No, the point of adding fasting to prayer isn’t to shame God into giving you what you want – make him change his mind, so to speak; rather, as C.S. Lewis said, “prayer doesn’t change God – prayer changes me." When we fast and pray, we are suspending our normal needs in order to apply ourselves to someone else’s very great need. We open ourselves up more to God by praying instead of eating. And in that increased devotion to prayer, we open ourselves up to his Spirit, so that the longer we pray, the more we are changed, our minds are changed, so that the way we pray for what we are asking changes.

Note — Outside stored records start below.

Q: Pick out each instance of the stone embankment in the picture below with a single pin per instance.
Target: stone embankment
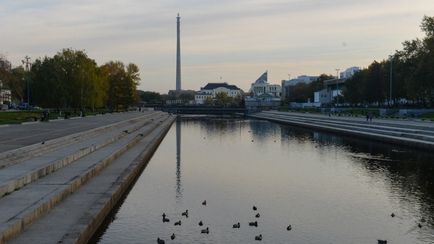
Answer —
(401, 132)
(62, 189)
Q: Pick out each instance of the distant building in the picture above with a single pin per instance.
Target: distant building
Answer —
(262, 87)
(263, 94)
(175, 97)
(334, 87)
(349, 72)
(286, 84)
(5, 94)
(211, 89)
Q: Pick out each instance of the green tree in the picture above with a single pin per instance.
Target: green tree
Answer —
(122, 84)
(222, 99)
(149, 97)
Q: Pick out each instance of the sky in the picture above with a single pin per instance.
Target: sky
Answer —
(232, 41)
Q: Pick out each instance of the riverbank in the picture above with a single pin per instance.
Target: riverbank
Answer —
(62, 189)
(415, 134)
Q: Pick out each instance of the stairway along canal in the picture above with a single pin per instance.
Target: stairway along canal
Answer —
(328, 188)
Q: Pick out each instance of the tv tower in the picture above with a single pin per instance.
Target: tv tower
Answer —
(178, 54)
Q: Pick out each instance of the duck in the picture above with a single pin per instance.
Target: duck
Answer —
(253, 223)
(258, 238)
(205, 231)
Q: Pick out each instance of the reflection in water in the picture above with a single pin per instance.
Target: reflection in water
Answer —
(178, 158)
(330, 188)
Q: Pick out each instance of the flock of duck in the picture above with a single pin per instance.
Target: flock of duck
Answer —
(206, 230)
(238, 225)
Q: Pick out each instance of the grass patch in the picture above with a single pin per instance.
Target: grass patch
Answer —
(428, 116)
(17, 117)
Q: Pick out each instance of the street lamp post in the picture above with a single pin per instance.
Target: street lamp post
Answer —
(391, 80)
(337, 86)
(26, 61)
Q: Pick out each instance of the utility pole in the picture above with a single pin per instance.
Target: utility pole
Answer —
(178, 53)
(337, 86)
(391, 80)
(26, 62)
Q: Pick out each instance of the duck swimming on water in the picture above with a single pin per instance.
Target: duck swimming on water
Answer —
(258, 238)
(205, 231)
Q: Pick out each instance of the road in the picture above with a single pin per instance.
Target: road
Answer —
(16, 136)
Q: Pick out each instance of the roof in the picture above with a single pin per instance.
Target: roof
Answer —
(263, 78)
(212, 86)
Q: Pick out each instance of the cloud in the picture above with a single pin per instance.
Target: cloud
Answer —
(234, 39)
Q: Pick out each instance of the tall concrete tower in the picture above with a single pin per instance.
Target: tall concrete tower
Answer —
(178, 54)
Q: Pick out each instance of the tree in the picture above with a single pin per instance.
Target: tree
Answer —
(149, 97)
(122, 84)
(222, 99)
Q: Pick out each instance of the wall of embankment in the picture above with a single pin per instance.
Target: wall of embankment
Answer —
(96, 216)
(396, 139)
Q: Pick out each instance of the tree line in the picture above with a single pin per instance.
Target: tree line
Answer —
(406, 78)
(72, 80)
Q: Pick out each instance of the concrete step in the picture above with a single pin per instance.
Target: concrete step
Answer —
(18, 175)
(76, 219)
(15, 156)
(29, 203)
(372, 129)
(422, 126)
(415, 143)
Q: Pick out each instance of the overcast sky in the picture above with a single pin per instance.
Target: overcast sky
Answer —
(226, 40)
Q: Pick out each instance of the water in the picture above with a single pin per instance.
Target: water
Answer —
(331, 189)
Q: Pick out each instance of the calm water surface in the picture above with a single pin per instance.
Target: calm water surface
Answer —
(331, 189)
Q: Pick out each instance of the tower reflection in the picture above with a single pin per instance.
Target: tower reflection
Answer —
(178, 158)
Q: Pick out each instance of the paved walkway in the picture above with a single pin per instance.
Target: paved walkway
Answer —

“Be not conformed to this world, but be transformed by the renewing of your mind, that you may know what is the will of God: what is good, and acceptable, and perfect.” We may start out seeking to change the will of God, but in our fasting and praying, we seek to know what is the will of God, and when he begins to shape us so as to know what is good, and acceptable, and perfect, our wills become aligned rightly with his, and then we can pray with power, for we are asking for what God wants us to ask for. When we pray for God to do what God already wants to do, then that is a prayer he always answers with a Yes.

Likewise, we may find in our praying that there are obstacles to God’s will in our own lives, and we are moved to repent of them. So our fasting changes us and by aligning our wills with God’s often corrects the problem; we thought it was about danger coming from without, while all the time the real danger was coming from within.

So fasting can be about mortification of the flesh, and it can be about adding power to our prayers, and there is a third use for it, which I hesitate to speak of, for it is highly dangerous; but truth impels me to say something about it, only adding, “children, do not try this at home.” Extreme fasting can be used as a means of altering one’s consciousness – and has been so used by saints and mystics throughout the ages.

Now, those of us who were around forty or fifty years ago remember when people altered their consciousnesses the old-fashioned way: with drugs! And, indeed, there were those who reported that taking psychotropic drugs yielded them what could only be described as a spiritual experience. They weren’t lying about that; people have used drugs for thousands of years to achieve altered states of consciousness. Which is why St. Paul said, “Be not drunk with wine [or, he could have added, stoned on drugs] for that is debauchery, but be filled with the Spirit." For worship and prayer are God’s normal way of altering our consciousness and revealing himself to us. (In addition to drugs, people have used yoga and breathing exercises and meditation for the same purpose.)

Anyway, extreme fasting produces certain physical and mental changes which can open one to experiences not normally available to people, but it can also harm yr body: Martin Luther fasted so much as a young monk as to permanently damage his digestive system; Catherine of Siena thought she could live on nothing but communion bread and wound up starving herself to death. And it can also be a great danger to your soul, for not everything one finds on the other side of ordinary consciousness is of God, however spiritual it might be: Jesus fasted for 40 days and 40 nights and at the end of that time had figured out his call and came back preaching, “the kingdom of God is at hand, repent and believe the gospel” – but he also met the devil in person before he was done. Thankfully, Jeesus knew him for what he was; you and I might not. So be careful.

In the ordinary course of things, we fast in order to stay in spiritual training, to practice giving things up for God in order to keep God first in our lives. And we fast in order to add power to our prayers, not by changing God, but by allowing God to change us. And in all cases, we fast in order to whet our appetite for righteousness, for Jesus said, those who hunger and thirst for righteousness shall be satisfied. Amen.